We’d like to welcome you to the Sustaining Sustenance blog, developed in preparation for our seminar together in Minneapolis at the 2011 Imagining America conference.
As we mentioned earlier in our email via Matt, we have setup the blog to enable all the participants to read the submissions of each other, and ultimately to host a conversation regarding some of the key questions that appear in your submissions in advance of the conference.
All of the participants’ submissions, as well as our original call for submissions, appear in the right-hand sidebar. You can read and comment on any of these as you wish. This main page will host the main threaded conversation. In order to make a post to the blog (which we hope that all of you will do!), you will need to login with the credentials sent to you via email.
We will be making a follow-up post shortly with additional details and provocations for the conference, but feel free to engage in the blog with new topic posts or comments on other posts at any time!
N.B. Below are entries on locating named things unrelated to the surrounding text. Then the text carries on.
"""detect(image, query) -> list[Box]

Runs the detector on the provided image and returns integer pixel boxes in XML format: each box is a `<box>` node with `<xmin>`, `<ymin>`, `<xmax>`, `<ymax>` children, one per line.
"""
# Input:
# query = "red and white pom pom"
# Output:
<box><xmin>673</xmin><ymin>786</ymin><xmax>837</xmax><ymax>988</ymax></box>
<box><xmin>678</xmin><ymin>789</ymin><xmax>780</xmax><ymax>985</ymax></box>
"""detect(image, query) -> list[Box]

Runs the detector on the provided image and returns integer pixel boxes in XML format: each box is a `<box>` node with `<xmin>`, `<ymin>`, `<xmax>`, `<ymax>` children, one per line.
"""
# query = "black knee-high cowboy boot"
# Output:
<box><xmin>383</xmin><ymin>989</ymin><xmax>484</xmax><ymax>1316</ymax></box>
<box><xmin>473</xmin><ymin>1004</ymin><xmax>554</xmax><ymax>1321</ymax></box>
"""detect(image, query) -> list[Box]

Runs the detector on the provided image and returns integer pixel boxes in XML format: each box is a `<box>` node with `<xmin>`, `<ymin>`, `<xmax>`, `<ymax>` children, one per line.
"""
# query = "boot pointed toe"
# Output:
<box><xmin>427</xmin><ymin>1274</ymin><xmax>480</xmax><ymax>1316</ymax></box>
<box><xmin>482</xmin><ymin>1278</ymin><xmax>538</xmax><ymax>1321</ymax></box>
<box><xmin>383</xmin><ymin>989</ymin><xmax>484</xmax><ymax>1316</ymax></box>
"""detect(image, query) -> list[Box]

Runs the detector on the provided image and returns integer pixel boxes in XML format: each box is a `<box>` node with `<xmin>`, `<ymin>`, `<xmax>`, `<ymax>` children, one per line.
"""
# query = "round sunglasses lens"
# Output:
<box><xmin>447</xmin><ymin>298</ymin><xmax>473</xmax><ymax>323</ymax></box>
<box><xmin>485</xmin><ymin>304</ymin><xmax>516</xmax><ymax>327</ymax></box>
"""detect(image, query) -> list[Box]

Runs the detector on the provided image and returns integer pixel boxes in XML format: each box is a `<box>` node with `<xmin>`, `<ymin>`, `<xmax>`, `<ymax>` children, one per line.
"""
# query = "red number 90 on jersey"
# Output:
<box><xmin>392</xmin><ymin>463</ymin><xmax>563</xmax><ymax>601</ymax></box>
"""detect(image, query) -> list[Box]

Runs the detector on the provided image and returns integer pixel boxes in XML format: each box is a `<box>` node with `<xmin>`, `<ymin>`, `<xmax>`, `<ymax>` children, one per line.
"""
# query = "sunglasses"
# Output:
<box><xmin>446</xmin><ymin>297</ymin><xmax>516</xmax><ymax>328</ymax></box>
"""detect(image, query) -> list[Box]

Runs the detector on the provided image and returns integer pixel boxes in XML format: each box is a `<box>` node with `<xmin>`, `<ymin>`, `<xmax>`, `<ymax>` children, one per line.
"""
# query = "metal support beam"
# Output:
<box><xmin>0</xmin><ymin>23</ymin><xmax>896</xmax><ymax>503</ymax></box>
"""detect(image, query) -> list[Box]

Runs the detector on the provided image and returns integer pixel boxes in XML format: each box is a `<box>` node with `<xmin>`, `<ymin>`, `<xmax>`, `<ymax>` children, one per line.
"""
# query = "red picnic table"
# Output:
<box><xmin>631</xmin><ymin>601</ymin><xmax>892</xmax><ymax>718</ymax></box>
We look forward to the discussion.
Brian, Kathleen, and Matt
Brian 10:42 am on September 2, 2011 Permalink | Log in to Reply
Hi Cathy,
I have updated the posted file. The earlier one appears to have been corrupted, but this one should work.
Brian
valentine 5:39 pm on September 16, 2011 Permalink | Log in to Reply
Re: the article (which has now been emailed around a couple of times for those who haven’t been able to download it) It’s a good piece, which I’ve been enjoying teaching for the last few years. I look forward to hearing how this plays out for you all — I’m definitely finding part of the challenge of food system work to be getting a few different groups to stay in conversation, and they all make thematic appearances here: the food security/food access/social justice-interested people (especially those working on race and equity issues), the people interested in creating better market conditions for alternative food producers, and the people who are running the existing food system (and who may or may not have stakes in maintaining or changing features of it).
catherine 7:15 pm on September 16, 2011 Permalink | Log in to Reply
I agree, it is a great piece. I love how her students were able to witness the challenges impacting the success of the evaluated programs and had opportunities to break through the limits of their own biases.